Book Review: The Wicked King by Holly Black

“The point of a fight is not to have a good fight, it’s to win.” 

I'm at risk of going full fan-girl here because...I NEED THE NEXT BOOK. NOW. I enjoyed The Cruel Prince, but nothing prepared me for how much I loved The Wicked King by Holly Black. It took me three days to start a new book as I can't stop thinking about Jude and Cardan and the High Court and other delicious spoilers. I'm pretty sure I've been having dreams about this novel. You know that feeling when a series sweeps everyone away, where it seems like most of the country has read the book? Remember when everyone was devouring Twilight, then The Hunger Games? Well, that's what should be happening with this series. Why isn't everyone obsessed?!

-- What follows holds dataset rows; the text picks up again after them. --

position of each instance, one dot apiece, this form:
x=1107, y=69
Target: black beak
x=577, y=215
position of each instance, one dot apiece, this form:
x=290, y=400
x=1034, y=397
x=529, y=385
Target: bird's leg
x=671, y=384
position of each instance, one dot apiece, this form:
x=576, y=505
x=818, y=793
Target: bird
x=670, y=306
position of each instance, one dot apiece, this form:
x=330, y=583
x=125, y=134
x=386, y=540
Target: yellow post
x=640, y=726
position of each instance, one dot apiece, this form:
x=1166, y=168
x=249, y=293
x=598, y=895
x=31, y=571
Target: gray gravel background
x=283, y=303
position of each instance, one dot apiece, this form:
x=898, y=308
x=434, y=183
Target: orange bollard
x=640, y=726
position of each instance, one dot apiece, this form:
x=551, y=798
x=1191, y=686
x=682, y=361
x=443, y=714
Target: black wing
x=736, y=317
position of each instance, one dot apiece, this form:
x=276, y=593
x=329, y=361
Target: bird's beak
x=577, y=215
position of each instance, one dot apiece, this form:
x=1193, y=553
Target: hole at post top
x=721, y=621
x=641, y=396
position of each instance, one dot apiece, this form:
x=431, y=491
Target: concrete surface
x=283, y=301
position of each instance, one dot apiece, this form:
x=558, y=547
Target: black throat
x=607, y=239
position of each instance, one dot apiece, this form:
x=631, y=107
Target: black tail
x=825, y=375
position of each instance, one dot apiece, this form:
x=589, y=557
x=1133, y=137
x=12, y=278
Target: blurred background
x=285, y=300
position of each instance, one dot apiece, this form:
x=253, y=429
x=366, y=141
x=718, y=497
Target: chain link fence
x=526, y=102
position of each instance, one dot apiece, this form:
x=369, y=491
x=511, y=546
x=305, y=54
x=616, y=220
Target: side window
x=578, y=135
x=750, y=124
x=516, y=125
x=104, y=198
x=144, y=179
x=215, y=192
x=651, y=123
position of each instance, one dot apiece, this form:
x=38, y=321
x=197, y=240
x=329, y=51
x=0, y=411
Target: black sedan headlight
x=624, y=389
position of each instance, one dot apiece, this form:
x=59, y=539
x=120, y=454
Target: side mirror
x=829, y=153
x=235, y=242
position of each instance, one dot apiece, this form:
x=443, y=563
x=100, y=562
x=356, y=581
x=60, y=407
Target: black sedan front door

Without giving away the plot of The Cruel Prince, Jude has successfully managed to thwart her father, Cardan, and the rest of the Fairies. She is in a position of power - she is the neck that controls the head, as the saying goes. Jude's role as seneschal brings anxiety (for Jude) and serious problems in abundance. The sheer number of situations Jude must manage keeps this middle novel of a trilogy fast-paced and edgy

The relationship between Jude and Cardan is masterfully crafted; readers are never sure what's going on. Do they love each other? Do they despise each other? A bit of both? Or is it all, in fact, a sham? It's not the typical I-hate-you-but-now-I-love-you trope: there are too many factors at play to put a definitive name on this romantic nuance. Even more captivating than the relationship between Jude and Cardan is its ability to enhance the greater plot arc rather than diminish it or overshadow it. Black crafts a balance between the characters, their relationships, and the political machinations of Fairieland.

I love (almost) every single character: Madoc, Cardan, The Bomb, Oriana, Nicasia, even Locke. They each bring a unique element that, when woven together, create an intricate nexus which ultimately becomes the heart of novel. The only character I don't like is Taryn - she's so weak in comparison to her sister; she's so lifeless, so easily manipulated by the forces around her. I mean, yes, she's essential to the plot as she's Jude's literary foil. Is it assumed that you aren't supposed to like the foil of the main character? Although, I must say, I think I've underestimated Taryn (read and you'll know exactly what I mean).

I highly recommend this series, especially this 5-star jewel. I just can't believe I have to wait a year for the final installment - oh, the woes of being an avid reader!

"Kiss me again," he says, drunk and foolish. "Kiss me until I'm sick of it."